In der Dortmunder Auslandsgesellschaft bestimmen muslimische Jugendliche das künstlerische Programm der Galerie.

Bild: Mathias Bigge / Wikimedia (CC BY-SA 3.0)
Maler musste Bild abhängen, weil es Migranten nicht gefiel

Das hat Maler Franz Ott auch noch nie erlebt! Ein Bild seiner Ausstellung in der Dortmunder Auslandsgesellschaft sorgte bei Migranten für Missfallen, weshalb er "gezwungen" wurde, sein Werk mit dem Titel "Die Sklaverei ist vorbei" wieder abzuhängen.

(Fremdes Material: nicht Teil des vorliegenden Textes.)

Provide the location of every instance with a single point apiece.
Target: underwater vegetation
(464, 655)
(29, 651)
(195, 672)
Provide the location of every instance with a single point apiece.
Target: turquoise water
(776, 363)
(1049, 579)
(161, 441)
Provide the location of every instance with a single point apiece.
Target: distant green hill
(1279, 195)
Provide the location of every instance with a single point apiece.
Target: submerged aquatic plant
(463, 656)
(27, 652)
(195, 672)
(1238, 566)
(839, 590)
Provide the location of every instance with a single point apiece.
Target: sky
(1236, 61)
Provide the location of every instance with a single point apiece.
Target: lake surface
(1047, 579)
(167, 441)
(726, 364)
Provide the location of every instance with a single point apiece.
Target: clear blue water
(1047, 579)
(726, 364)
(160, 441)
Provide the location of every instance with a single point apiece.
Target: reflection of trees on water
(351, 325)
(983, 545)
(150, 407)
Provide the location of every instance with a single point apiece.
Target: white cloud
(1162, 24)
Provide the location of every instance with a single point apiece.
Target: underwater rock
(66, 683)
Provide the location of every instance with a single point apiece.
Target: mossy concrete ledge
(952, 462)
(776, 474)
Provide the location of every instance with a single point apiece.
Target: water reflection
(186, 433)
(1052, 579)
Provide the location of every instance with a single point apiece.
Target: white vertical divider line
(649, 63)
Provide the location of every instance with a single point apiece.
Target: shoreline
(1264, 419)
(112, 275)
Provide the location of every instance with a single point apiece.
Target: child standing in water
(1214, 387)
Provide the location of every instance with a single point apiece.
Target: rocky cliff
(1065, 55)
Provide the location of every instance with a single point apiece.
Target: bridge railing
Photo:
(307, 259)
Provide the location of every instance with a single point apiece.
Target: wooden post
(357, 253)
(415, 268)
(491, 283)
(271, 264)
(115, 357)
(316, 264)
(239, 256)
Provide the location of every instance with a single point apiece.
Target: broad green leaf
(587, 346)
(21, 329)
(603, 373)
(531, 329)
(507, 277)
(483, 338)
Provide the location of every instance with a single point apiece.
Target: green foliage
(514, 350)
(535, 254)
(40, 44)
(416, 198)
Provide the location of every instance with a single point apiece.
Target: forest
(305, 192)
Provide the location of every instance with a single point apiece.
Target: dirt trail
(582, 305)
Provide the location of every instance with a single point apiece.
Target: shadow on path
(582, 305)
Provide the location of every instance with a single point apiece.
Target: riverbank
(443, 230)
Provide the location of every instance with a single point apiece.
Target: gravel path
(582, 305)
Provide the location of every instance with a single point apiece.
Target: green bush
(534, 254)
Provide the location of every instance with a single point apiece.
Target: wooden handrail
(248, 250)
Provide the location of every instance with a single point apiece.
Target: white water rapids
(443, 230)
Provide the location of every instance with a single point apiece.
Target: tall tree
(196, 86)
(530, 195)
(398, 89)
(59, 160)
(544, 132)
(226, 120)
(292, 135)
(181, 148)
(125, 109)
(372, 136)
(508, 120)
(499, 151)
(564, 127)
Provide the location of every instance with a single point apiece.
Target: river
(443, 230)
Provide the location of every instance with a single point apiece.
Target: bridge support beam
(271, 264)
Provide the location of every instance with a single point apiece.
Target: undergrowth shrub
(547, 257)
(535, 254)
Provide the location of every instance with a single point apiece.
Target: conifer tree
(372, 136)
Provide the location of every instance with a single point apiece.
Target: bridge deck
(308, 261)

Auf dem großformatigen Gemälde ist eine dunkelhäutige Frau abgebildet, die dem Betrachter ihren vom knappen Kleid kaum bedeckten Hintern entgegenstreckt. Die Frau ist tief nach unten gebückt und ihr Kopf befindet sich auf gleicher Höhe wie der Schritt des dahinter stehenden Mannes.

Freiheit der Kunst

Die Darstellung des Bildes ist so plakativ, dass der Betrachter erst beim genaueren Hinsehen weitere Details und die sozialkritische Aussage des Bildes wahrnimmt. Die Ruhrnachrichten schreiben, dass der Maler Franz Ott über die Intervention der Mitarbeiter der Auslandsgesellschaft, dieses Bild wieder abzuhängen, gar nicht glücklich war und zuerst auf die "Freiheit der Kunst", die nicht zensiert werden dürfe, pochte. Doch schließlich gab der Maler "aus Rücksicht auf die kulturellen Befindlichkeiten einiger Besucher" nach und entfernte das Bild aus der Ausstellung.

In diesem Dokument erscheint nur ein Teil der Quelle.